The Royal Forest Department (Abrv: RFD; กรมป่าไม้, ) is a department in the Ministry of Natural Resources and Environment (MoNRE), part of the Government of Thailand.

==History==
On 18 September 1896 King Chulalongkorn established the Royal Forest Department under the Ministry of the Interior to manage forests and control revenue from the teak forests of northern Thailand. A British forester, Herbert Slade, former Deputy Conservator of Forests in Burma, served as the first director of the department. In its early days the department focused on obtaining tax revenue for the use of forests rather than conservation, although its conservators expressed concern about unsustainable harvesting of teak in Thailand's northern forests. In 1899 all forests were declared government property and all logging without payment to the Royal Forest Department was prohibited.

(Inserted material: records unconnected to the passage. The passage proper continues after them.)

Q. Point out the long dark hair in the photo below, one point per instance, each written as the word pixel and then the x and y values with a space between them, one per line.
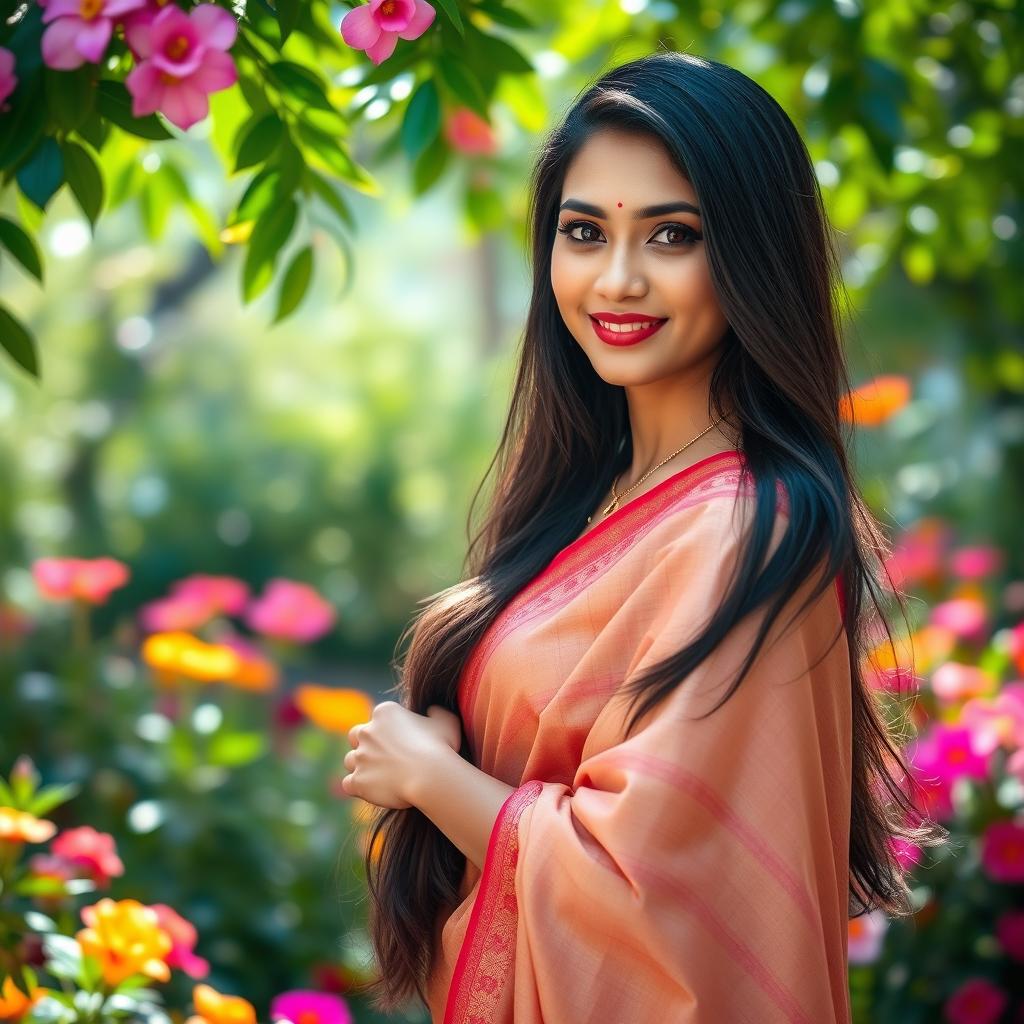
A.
pixel 781 374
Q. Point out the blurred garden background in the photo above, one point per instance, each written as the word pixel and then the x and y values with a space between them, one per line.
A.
pixel 259 306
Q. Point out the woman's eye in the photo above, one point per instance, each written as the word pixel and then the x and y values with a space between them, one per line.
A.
pixel 685 235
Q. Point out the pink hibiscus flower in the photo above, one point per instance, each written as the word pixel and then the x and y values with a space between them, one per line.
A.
pixel 182 59
pixel 376 27
pixel 290 610
pixel 80 30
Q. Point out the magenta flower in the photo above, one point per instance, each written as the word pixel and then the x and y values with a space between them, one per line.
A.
pixel 90 851
pixel 306 1007
pixel 290 610
pixel 182 59
pixel 1010 933
pixel 976 1001
pixel 976 562
pixel 966 616
pixel 7 77
pixel 183 938
pixel 376 27
pixel 995 722
pixel 1003 852
pixel 88 580
pixel 867 934
pixel 80 30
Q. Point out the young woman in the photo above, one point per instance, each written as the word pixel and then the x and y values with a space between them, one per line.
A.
pixel 636 773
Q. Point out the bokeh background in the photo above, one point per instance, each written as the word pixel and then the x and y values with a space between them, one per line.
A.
pixel 259 504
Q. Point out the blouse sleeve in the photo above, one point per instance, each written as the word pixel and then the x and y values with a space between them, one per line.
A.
pixel 697 870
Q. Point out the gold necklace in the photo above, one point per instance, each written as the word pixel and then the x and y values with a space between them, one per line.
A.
pixel 615 497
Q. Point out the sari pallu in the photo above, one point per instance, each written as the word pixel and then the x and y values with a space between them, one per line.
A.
pixel 696 871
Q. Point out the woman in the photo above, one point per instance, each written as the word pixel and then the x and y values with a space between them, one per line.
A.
pixel 674 783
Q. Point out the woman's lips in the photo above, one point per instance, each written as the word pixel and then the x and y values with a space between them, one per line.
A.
pixel 622 338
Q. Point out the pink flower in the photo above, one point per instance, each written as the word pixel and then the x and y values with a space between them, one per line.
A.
pixel 953 681
pixel 976 1001
pixel 90 851
pixel 305 1007
pixel 469 133
pixel 1003 851
pixel 7 77
pixel 84 579
pixel 995 722
pixel 182 59
pixel 867 935
pixel 976 562
pixel 183 938
pixel 938 758
pixel 80 30
pixel 964 615
pixel 290 610
pixel 1010 932
pixel 375 27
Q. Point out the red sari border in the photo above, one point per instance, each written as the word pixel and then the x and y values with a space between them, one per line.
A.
pixel 487 950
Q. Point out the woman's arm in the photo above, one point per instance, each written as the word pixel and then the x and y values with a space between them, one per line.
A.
pixel 460 799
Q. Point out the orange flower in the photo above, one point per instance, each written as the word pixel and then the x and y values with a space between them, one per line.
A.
pixel 877 400
pixel 176 653
pixel 13 1003
pixel 334 710
pixel 212 1008
pixel 125 936
pixel 20 826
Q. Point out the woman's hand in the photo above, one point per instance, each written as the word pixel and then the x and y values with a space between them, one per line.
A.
pixel 390 749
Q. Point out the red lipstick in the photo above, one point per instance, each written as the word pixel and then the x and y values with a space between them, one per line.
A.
pixel 622 338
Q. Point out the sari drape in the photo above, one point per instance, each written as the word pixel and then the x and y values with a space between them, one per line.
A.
pixel 696 871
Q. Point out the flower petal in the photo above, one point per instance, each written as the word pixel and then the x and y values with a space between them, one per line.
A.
pixel 358 28
pixel 217 27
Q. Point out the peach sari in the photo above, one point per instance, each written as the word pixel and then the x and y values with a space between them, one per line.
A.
pixel 696 871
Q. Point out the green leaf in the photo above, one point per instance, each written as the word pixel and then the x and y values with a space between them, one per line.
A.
pixel 23 247
pixel 326 192
pixel 288 16
pixel 42 175
pixel 70 94
pixel 231 749
pixel 272 229
pixel 504 15
pixel 260 139
pixel 463 83
pixel 295 283
pixel 114 101
pixel 451 8
pixel 84 177
pixel 422 120
pixel 50 797
pixel 18 343
pixel 301 83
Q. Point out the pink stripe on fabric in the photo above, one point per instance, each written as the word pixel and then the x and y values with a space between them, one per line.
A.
pixel 698 791
pixel 740 952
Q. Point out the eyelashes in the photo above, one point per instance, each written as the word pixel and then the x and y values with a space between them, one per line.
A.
pixel 692 236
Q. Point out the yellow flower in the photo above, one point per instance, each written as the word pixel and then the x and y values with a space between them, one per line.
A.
pixel 125 936
pixel 13 1003
pixel 20 826
pixel 212 1008
pixel 175 653
pixel 334 710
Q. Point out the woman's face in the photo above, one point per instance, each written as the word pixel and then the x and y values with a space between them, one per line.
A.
pixel 604 259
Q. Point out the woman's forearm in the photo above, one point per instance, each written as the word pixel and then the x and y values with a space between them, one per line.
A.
pixel 461 800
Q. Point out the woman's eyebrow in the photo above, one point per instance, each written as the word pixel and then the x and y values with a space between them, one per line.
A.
pixel 643 213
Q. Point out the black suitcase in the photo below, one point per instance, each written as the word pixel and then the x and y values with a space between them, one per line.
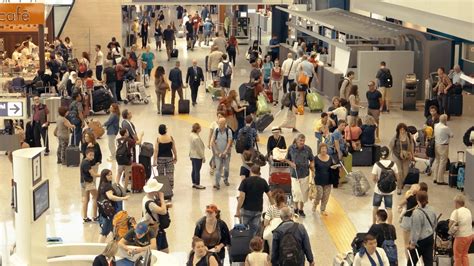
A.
pixel 240 237
pixel 146 162
pixel 263 122
pixel 174 53
pixel 413 176
pixel 101 99
pixel 363 157
pixel 73 156
pixel 167 109
pixel 183 105
pixel 455 104
pixel 428 104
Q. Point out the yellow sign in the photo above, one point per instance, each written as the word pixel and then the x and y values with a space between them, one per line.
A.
pixel 17 14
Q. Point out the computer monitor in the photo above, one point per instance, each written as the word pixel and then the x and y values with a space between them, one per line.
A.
pixel 40 199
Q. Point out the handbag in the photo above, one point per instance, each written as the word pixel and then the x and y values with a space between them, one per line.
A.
pixel 454 228
pixel 303 79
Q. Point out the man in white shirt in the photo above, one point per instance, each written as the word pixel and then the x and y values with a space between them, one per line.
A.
pixel 225 73
pixel 455 75
pixel 385 176
pixel 442 134
pixel 99 62
pixel 371 255
pixel 463 237
pixel 287 70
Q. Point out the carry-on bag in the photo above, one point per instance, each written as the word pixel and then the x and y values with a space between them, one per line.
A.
pixel 363 157
pixel 163 179
pixel 73 154
pixel 183 105
pixel 138 177
pixel 315 102
pixel 167 109
pixel 263 122
pixel 413 176
pixel 240 237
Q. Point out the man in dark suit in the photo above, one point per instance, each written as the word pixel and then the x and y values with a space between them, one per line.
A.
pixel 194 78
pixel 176 79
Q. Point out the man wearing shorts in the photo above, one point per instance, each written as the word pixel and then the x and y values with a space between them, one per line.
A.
pixel 300 158
pixel 384 78
pixel 88 175
pixel 378 195
pixel 169 38
pixel 375 102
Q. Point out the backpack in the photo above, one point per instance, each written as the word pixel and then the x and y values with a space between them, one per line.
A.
pixel 291 253
pixel 386 78
pixel 390 249
pixel 123 154
pixel 387 181
pixel 243 140
pixel 164 221
pixel 122 223
pixel 106 209
pixel 227 69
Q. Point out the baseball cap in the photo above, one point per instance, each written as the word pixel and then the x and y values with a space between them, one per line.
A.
pixel 212 208
pixel 141 228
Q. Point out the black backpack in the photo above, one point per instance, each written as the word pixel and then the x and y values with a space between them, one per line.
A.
pixel 243 140
pixel 164 221
pixel 387 181
pixel 291 253
pixel 123 154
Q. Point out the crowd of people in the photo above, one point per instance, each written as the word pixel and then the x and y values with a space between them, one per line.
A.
pixel 276 233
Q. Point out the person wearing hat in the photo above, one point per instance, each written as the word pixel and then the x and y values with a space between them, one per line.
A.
pixel 380 169
pixel 213 231
pixel 275 141
pixel 137 240
pixel 154 205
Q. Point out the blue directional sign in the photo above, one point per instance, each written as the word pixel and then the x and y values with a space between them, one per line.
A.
pixel 12 108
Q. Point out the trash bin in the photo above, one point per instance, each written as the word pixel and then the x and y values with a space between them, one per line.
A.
pixel 409 91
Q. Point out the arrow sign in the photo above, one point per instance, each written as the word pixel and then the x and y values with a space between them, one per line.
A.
pixel 15 108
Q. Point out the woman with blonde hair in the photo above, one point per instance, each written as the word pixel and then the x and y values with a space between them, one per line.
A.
pixel 107 258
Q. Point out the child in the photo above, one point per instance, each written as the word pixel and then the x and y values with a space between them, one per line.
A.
pixel 257 256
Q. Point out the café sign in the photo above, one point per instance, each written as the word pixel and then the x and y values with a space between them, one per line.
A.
pixel 21 13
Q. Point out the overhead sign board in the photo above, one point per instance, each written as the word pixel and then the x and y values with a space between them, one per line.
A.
pixel 21 14
pixel 12 108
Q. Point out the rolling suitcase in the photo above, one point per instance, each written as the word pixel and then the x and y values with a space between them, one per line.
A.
pixel 167 109
pixel 183 105
pixel 413 176
pixel 163 179
pixel 240 237
pixel 174 53
pixel 455 104
pixel 73 155
pixel 263 122
pixel 428 104
pixel 364 157
pixel 138 177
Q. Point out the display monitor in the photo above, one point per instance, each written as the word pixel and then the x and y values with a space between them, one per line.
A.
pixel 40 199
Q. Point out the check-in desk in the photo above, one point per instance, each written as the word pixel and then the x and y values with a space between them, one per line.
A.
pixel 469 174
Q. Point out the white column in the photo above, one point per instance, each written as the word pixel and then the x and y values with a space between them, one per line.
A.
pixel 30 234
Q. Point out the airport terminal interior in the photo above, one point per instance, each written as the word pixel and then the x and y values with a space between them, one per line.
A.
pixel 414 40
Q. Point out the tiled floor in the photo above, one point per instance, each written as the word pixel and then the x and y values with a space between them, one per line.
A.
pixel 64 217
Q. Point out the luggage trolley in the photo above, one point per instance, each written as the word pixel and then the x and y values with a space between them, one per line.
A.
pixel 280 177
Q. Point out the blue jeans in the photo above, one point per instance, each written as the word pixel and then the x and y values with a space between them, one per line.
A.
pixel 252 219
pixel 222 162
pixel 76 137
pixel 196 171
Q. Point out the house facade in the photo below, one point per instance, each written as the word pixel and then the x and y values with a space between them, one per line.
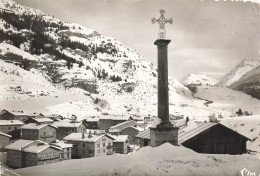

Formerly the agency controlled Thailand's national parks but in 2002 they were taken over by the National Park, Wildlife and Plant Conservation Department (DNP), also part of the Ministry of Natural Resources and Environment.

Today, the agency aims to monitor forests, coordinate research, encourage community forest management, conserve forest land and monitor the wood industry.

==Budget==
In fiscal year 2018 (FY2018), the RFA's budget was 5,501 million baht, increasing to 5,584 million baht in FY2019.